Tokens, Context, and Cost
LLM pricing is almost always quoted per million tokens, with separate rates for input and output. A token is roughly 0.75 English words or 3-4 characters of code. What looks like a small per-token price multiplies fast in agentic workflows.
The shape of a bill
For a typical coding agent turn:
- Input tokens — system prompt (5k) + tool schemas (3k) + conversation history (20k) + retrieved code (30k) = ~58k.
- Output tokens — a few thousand for an edit plan plus patches.
- Cached input tokens — ideally 90%+ of the stable prefix, billed at 10-50% of full rate.
Input tokens dominate. Output is usually 5-10% of the bill. That surprises people used to chat apps, where output dominates because history is short.
Current rates (per million tokens, April 2026)
- Claude Opus 4.7 — input $15 / output $75 / cached $1.50.
- Claude Sonnet 4.6 — input $3 / output $15 / cached $0.30.
- GPT-5 — input $10 / output $30, automatic cache at $1.

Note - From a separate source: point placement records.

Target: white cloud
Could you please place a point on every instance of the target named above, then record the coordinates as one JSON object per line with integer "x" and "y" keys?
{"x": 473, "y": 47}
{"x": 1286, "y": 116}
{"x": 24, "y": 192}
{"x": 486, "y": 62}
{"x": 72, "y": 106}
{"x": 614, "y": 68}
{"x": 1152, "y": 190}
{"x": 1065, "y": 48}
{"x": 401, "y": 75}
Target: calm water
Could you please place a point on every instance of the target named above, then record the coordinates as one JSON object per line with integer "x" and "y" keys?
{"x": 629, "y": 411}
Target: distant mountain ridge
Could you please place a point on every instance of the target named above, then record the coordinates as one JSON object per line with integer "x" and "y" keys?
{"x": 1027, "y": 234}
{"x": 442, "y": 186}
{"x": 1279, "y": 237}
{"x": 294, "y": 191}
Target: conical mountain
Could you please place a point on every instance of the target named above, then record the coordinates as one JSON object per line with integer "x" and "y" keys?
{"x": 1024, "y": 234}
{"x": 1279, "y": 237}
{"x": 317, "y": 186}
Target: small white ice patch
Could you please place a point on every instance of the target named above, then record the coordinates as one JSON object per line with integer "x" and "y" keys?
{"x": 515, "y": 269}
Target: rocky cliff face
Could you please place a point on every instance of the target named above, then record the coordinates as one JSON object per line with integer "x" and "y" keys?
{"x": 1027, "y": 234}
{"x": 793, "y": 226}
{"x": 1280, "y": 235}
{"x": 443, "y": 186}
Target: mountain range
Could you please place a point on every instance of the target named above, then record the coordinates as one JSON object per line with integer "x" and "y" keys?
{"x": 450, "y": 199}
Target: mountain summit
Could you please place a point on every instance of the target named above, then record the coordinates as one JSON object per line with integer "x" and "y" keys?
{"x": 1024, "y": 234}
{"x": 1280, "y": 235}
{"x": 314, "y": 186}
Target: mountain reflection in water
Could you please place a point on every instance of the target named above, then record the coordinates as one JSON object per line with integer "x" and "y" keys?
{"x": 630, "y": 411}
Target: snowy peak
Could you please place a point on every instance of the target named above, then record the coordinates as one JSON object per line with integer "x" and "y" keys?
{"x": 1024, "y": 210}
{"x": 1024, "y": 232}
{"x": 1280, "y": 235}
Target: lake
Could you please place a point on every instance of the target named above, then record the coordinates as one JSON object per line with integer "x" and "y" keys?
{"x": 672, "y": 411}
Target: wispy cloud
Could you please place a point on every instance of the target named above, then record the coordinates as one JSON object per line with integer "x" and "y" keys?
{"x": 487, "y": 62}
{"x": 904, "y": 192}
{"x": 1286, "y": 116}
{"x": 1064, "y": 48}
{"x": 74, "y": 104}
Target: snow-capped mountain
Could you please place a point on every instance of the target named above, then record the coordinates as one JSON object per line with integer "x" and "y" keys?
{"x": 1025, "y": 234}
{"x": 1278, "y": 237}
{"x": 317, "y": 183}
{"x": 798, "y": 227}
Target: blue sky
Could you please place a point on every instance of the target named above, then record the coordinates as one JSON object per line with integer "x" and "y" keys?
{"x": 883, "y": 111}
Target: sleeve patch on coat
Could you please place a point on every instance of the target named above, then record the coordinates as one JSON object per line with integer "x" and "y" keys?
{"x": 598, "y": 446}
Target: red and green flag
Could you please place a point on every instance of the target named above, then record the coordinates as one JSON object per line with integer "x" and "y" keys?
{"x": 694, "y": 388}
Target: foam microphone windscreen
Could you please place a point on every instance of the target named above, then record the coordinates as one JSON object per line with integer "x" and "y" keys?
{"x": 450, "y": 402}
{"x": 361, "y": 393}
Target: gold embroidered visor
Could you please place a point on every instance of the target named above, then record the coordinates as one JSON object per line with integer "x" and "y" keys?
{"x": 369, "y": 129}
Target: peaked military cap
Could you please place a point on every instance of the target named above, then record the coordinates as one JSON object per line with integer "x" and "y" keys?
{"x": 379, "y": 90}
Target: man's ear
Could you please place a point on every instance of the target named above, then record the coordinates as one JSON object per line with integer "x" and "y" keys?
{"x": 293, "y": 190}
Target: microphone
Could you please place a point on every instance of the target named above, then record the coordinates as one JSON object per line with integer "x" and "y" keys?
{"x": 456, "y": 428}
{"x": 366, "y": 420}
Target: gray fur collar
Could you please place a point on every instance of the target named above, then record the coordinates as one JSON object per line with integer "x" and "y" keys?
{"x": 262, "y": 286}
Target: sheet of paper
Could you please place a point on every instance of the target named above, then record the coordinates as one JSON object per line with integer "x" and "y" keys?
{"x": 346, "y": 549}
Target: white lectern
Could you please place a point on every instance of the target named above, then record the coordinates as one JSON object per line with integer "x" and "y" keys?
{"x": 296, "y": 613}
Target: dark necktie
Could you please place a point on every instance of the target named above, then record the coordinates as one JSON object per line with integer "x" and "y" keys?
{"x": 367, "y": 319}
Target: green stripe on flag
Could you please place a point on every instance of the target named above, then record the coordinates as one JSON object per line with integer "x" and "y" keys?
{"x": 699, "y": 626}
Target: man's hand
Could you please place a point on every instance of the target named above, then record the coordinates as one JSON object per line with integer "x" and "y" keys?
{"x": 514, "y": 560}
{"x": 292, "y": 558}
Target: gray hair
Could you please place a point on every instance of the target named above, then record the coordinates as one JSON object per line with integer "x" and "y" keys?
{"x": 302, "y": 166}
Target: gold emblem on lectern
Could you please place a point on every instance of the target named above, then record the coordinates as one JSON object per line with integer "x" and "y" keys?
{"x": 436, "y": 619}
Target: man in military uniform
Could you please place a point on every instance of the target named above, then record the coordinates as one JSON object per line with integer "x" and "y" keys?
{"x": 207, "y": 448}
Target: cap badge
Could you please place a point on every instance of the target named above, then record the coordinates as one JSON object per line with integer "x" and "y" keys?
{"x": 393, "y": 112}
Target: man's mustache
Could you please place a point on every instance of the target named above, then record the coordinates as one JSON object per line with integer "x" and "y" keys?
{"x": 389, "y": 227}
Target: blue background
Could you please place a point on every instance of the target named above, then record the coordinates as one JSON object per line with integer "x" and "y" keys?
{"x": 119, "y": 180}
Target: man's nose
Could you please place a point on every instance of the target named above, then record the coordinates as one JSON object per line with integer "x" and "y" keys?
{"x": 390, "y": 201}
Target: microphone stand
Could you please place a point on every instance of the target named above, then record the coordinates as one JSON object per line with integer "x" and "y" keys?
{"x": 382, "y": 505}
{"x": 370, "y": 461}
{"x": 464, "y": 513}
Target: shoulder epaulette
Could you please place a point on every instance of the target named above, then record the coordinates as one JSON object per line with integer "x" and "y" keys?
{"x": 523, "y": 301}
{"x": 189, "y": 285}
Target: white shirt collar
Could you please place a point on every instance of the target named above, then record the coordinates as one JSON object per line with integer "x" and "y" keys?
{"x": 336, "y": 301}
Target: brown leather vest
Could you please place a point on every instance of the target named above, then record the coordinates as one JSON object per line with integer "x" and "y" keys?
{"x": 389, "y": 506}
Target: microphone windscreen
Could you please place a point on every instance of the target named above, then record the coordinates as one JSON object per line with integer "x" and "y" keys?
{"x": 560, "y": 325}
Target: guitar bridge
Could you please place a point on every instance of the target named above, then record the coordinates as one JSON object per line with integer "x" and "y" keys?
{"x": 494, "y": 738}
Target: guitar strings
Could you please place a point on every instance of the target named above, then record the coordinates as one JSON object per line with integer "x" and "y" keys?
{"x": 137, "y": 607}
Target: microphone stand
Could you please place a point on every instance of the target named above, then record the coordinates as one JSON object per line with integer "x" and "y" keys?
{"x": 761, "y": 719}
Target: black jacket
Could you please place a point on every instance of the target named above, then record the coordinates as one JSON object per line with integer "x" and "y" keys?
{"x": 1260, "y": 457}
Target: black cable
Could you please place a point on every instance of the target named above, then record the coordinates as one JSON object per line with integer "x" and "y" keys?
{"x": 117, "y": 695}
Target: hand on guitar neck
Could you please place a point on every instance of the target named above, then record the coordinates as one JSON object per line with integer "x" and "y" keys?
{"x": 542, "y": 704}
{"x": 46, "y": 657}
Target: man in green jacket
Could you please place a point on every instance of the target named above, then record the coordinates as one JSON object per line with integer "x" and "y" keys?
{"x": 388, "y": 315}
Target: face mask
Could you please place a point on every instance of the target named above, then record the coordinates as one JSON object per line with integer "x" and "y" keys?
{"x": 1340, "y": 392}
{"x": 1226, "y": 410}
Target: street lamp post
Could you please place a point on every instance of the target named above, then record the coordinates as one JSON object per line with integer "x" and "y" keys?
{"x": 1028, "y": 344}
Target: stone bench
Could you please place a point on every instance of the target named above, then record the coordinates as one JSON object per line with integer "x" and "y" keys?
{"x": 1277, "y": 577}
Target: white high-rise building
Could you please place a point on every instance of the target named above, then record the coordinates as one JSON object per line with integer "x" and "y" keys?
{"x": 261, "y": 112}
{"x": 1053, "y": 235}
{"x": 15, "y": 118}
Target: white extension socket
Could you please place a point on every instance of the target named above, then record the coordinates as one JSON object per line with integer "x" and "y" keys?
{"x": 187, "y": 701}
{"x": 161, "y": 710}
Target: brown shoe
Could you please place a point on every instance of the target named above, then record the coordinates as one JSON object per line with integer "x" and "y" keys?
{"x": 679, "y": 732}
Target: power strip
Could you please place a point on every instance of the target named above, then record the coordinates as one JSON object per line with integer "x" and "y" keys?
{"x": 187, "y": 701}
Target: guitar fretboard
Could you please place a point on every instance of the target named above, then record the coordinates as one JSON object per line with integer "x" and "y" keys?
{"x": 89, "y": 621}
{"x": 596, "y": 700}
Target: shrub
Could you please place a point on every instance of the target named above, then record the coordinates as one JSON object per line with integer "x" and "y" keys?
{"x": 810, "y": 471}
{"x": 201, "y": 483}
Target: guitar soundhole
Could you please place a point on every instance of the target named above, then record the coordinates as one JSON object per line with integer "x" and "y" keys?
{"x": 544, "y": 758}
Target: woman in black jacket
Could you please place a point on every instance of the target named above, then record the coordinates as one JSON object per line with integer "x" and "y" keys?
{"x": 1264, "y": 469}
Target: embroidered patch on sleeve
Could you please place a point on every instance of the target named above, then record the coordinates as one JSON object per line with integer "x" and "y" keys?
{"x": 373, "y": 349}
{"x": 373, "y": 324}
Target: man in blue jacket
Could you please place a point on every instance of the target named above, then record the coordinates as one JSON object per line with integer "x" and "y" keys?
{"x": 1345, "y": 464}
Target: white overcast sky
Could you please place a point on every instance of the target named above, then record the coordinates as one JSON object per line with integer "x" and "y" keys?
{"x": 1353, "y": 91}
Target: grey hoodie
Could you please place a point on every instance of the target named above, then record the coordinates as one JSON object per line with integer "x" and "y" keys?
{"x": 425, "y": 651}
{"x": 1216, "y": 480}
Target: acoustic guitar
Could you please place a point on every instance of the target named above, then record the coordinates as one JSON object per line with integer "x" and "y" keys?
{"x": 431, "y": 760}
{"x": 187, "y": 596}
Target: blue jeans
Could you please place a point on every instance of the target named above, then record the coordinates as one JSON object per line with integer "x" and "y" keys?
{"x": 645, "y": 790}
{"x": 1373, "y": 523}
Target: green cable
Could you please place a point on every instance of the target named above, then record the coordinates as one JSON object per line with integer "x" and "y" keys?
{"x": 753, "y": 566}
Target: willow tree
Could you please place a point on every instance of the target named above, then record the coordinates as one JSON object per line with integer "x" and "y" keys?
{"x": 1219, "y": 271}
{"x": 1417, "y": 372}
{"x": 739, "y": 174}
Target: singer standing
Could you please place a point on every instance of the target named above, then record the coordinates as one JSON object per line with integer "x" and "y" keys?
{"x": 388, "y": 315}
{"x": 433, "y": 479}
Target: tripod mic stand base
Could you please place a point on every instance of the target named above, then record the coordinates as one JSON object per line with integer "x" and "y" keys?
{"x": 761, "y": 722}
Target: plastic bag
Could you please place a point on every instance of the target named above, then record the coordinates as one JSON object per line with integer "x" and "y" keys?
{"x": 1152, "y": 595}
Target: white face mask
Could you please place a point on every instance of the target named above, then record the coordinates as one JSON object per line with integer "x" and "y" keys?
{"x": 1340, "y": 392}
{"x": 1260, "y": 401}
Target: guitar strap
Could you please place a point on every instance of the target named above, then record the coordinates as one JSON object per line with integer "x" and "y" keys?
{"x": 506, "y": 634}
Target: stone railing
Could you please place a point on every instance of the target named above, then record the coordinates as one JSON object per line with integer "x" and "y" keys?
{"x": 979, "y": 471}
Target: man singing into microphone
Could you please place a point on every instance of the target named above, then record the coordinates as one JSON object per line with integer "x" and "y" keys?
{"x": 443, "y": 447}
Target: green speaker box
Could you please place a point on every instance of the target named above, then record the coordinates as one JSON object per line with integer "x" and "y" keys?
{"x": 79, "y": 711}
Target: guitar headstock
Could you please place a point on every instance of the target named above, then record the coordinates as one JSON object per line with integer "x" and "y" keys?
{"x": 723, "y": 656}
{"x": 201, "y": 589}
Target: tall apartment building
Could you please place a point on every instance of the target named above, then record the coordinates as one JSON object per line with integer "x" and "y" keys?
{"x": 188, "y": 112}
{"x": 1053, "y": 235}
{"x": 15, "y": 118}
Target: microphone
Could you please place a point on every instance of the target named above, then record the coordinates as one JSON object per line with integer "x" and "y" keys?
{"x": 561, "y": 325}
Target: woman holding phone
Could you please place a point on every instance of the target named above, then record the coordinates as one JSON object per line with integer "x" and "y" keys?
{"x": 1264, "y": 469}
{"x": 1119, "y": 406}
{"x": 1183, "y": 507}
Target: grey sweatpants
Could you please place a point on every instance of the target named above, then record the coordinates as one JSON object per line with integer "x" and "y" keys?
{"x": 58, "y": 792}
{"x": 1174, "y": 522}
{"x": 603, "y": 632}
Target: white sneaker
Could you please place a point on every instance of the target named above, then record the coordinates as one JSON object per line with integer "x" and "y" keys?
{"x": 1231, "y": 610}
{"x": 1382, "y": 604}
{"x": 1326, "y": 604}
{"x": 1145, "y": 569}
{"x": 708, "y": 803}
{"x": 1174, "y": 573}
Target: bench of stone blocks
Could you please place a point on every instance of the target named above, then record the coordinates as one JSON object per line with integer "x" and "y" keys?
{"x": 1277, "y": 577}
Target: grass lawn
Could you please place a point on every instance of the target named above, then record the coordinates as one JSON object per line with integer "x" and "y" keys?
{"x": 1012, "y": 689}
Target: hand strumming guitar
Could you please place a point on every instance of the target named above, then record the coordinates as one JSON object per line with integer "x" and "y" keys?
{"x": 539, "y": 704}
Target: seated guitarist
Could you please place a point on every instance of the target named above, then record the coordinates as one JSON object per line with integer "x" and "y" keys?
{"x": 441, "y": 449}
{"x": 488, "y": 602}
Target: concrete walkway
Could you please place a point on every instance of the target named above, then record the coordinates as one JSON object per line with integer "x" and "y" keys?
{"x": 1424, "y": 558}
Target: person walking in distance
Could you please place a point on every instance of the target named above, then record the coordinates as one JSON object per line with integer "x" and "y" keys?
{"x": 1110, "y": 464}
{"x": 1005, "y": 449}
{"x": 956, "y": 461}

- DeepSeek V3 — input $0.27 / output $1.10. An order of magnitude cheaper; quality trails Sonnet on agentic tasks.
Prices move every quarter. Always re-quote from the provider before a capacity decision.
How to cut costs without losing quality
- Cache the system prompt. See the prompt-caching article. Usually the single biggest win.
- Prune tool schemas. Tools you added in month one that nobody calls still bill on every turn.
- Down-route easy queries. Route classification and summarization to Haiku / DeepSeek; keep Opus for hard reasoning.
- Batch async work. Batch API endpoints offer 50% off for 24-hour-turnaround jobs.
- Stop early. If the agent has answered, end the turn. Many loops continue producing null text that still bills output tokens.
Failure modes
- Unbounded output.
max_tokensnot set; a runaway response burns $5 of Opus on a single turn. - Context reinjection. Accidentally including the entire conversation plus full tool outputs each turn; cost grows quadratically.
- Debug loops. A retry-on-error path retries tool-call errors forever while you're asleep.
When NOT to optimize
Pre-PMF, do not spend a week on prompt caching to save $3 a day. Build the product. Once you have monthly spend greater than rent, start optimizing — the numbers compound fast.